I’m alone in my apartment, trying to understand what a city is. The internet assures me only that there is no clear answer—even the United Nations has three definitions for what constitutes a city. I’m fixating on population size, but even that’s slippery. An “urban area” can apparently be distinguished from a “metropolitan area,” but somehow the largest “urban area” in the United States is called the “New York metropolitan area” (wait, what?) which has recently been more broadly identified as a “metropolitan statistical area,” throughout which one large urban center spreads its web but the whole of which is not legally incorporated as a city. I look at the satellite image of a bright core and then yellow sparks clustered along the Atlantic Ocean, spreading. My head aches; all I see is a never-ending chain.
So if the first corona case was detected in early December in Wuhan, then it was essentially followed by seven weeks of secrecy, of avoiding political embarrassment, of pathetic containment. A government’s version of “being cool.” On December 30, a local Chinese doctor’s warning was deemed “illegal behavior,” and without the best disinfectants—information and attention—corona naturally spread. By late January, when I had a slight cold, corona was a joke to text potential dates about. In that seven week window, the mayor of Wuhan said he couldn’t disclose the severity of the virus because he needed authorization from officials higher up while larger Chinese health institutions turn the blame around on the local governments who are now tracking down carriers and forcibly expelling them while the highest circles put on horse blinders and focus on Prime Minister Xi Jinping’s speeches. Another never-ending chain of catastrophic confusion.
I’ve been calling to check on my eighty-five year old father every day. He grew up in 1935 in a village in Belarus that still doesn’t have indoor plumbing. He looks at corona, and all he sees is Chernobyl: a familiar tragedy of omission, acknowledged only by a twenty second TV announcement two days after the explosion when a Swedish plant (over 620 miles away) detected the radiation levels and suggested a report to the International Atomic Energy Agency after the Soviets’ initial denial. Twenty seconds followed by a discussion of American nuclear accidents and then classical music. It’s no coincidence that English has subsumed the Russian word apparatchik (a member of the Communist party) to denote a blindly obedient official of a large organization. Apparatchiks see cosmonauts hastily launched into space and Jews handily traded for wheat as political systems pawned lives in exchange for prestige. Familiar communist chains of command and fear while iodine-131 quietly contaminated Belarussian milk and Shostakovich played.

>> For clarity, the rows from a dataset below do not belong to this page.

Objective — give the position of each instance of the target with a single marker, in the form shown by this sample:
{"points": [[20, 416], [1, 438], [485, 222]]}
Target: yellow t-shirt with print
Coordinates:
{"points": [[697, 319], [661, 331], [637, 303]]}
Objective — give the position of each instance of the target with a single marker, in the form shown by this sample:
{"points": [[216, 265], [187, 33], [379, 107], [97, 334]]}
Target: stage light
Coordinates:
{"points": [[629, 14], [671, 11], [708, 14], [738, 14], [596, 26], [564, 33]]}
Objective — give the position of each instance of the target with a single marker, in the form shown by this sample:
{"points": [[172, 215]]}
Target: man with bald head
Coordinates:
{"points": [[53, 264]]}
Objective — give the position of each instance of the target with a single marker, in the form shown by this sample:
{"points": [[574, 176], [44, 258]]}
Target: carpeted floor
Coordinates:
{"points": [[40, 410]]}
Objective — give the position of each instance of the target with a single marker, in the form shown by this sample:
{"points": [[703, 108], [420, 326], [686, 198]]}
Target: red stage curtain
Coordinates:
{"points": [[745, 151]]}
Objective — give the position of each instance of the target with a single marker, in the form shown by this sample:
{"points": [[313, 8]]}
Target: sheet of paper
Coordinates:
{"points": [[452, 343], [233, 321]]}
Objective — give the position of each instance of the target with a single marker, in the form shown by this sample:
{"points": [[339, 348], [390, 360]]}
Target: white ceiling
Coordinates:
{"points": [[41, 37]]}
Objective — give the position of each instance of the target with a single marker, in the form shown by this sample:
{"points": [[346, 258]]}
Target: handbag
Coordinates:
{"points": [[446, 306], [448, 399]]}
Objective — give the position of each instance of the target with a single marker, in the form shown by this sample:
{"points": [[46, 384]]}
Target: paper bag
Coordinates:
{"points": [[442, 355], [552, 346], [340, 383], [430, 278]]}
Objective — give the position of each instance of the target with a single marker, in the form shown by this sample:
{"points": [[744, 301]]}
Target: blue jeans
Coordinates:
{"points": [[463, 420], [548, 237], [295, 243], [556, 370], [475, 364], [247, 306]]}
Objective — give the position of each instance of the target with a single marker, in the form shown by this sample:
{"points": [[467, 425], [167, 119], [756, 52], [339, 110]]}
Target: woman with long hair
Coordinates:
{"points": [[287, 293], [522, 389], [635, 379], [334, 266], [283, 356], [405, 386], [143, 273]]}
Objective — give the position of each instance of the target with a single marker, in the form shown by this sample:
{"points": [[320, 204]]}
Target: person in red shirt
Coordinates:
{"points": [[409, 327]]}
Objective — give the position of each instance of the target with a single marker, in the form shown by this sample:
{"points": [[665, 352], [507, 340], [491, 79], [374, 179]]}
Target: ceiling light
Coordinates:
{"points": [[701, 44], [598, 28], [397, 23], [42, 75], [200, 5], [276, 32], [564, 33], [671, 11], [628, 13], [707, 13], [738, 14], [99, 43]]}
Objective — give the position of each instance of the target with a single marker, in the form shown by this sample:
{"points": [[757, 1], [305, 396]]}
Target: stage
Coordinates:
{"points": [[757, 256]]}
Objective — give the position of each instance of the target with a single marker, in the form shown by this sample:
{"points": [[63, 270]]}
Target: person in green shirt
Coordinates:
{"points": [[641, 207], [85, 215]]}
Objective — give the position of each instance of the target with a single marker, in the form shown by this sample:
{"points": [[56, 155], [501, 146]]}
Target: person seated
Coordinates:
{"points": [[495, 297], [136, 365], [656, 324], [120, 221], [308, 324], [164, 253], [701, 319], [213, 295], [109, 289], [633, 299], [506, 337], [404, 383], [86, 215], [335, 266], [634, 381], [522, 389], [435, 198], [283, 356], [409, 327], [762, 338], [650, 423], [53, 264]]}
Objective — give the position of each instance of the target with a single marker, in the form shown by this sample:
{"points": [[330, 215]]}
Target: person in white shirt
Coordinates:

I know it’s hard to predict an explosive virus. It’s invisible—and it should have stayed that way—but the virus manifests in silence, and the web becomes visible. I know it’s easier to stick to what you know or who you know instead of looking at what you don’t and asking questions. I’m not a politician, I am a playwright, so all I see are narrative frames and patterns, repeated policies of national secrecy in the name of political superiority that allow fear and disease to fester and proliferate unchecked whether via a lack of testing here or a cultivated ignorance in China. And as I sit here typing in a ghostly Brooklyn, I’m learning that pandemics are silent monsters without shouts and bangs, just whimpers and regrets. Empty shelves in some neighborhoods with remote workers while other local markets bustle with citizens who can’t afford to stop for sickness. New city lines are drawn as theaters and restaurants (finally) close, and everyone starts to question the very air we breathe.

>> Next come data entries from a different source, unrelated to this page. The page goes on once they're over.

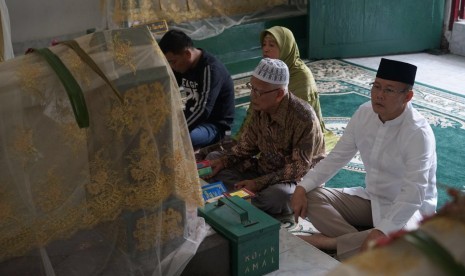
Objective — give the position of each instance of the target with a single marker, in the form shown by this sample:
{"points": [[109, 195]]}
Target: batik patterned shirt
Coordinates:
{"points": [[287, 143]]}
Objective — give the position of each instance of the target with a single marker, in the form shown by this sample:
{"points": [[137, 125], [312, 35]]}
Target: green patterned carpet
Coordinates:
{"points": [[344, 86]]}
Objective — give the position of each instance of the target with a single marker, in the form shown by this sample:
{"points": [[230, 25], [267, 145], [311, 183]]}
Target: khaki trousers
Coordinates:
{"points": [[339, 215]]}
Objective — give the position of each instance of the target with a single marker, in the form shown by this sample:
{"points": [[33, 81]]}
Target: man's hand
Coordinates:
{"points": [[216, 165], [248, 184], [372, 237], [299, 203]]}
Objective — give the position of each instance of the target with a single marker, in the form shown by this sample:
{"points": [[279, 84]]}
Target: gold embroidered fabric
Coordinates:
{"points": [[116, 198]]}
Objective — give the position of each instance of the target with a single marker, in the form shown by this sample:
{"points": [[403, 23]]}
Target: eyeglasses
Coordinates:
{"points": [[388, 91], [257, 92]]}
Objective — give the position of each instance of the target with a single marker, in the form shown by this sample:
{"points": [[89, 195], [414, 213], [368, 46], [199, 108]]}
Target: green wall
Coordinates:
{"points": [[239, 47], [339, 29], [352, 28]]}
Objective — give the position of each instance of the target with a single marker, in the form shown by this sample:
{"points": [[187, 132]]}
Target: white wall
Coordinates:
{"points": [[35, 22]]}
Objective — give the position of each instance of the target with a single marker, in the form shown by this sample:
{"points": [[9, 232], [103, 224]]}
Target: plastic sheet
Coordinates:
{"points": [[116, 198]]}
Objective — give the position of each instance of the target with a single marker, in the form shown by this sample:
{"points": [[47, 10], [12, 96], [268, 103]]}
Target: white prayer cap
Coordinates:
{"points": [[272, 71]]}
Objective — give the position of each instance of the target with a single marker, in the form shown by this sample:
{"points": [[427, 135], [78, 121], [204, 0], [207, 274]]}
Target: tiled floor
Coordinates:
{"points": [[442, 71]]}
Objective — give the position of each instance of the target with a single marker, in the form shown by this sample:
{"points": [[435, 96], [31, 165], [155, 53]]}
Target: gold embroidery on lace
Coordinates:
{"points": [[77, 67], [129, 116], [6, 209], [74, 137], [138, 179], [29, 75], [50, 193], [148, 233], [122, 52], [24, 146]]}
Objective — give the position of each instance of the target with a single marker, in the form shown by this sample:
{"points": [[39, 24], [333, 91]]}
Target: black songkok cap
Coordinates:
{"points": [[396, 71]]}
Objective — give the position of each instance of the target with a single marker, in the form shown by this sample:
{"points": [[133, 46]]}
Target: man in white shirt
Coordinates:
{"points": [[398, 149]]}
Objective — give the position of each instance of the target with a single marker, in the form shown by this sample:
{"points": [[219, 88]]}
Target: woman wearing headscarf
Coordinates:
{"points": [[279, 43]]}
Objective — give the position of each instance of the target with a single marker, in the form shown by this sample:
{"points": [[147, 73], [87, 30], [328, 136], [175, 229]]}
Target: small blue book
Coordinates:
{"points": [[213, 190]]}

In a dramatization, one can’t help but point to those windows: weeks in which biological threats could have been exposed and contained. Easy to say now, of course, and I don’t envy the precarious positions that apparatchiks faced and continue to face in the struggle between power and truth. And in these eerie weeks that lie ahead, I suspect we will learn more about American chains of responsiveness and responsibility all the while physicians have to make impossible decisions about who deserves a bed and who has to go prematurely home. All we can do is communicate—it is always what we could have done, and it will always be the one thing we can do. Communicate securely, openly and honestly on every level. As an artist, as a doctor, as a politician. As a whatever and whoever you are. About whatever you need and see. Don’t be cool.
For much of my adult life, I have devoted myself to those gatherings we must currently abstain from and to truth tellers who harness the invisible power that accumulates between bodies in rooms through exhales of laughter and inhales of recognition that now require a six foot radius. As we redefine boundaries to contain this virus, we must admit when we are weak. Recognize symptoms of broken systems. Make new chains. It’s a new city.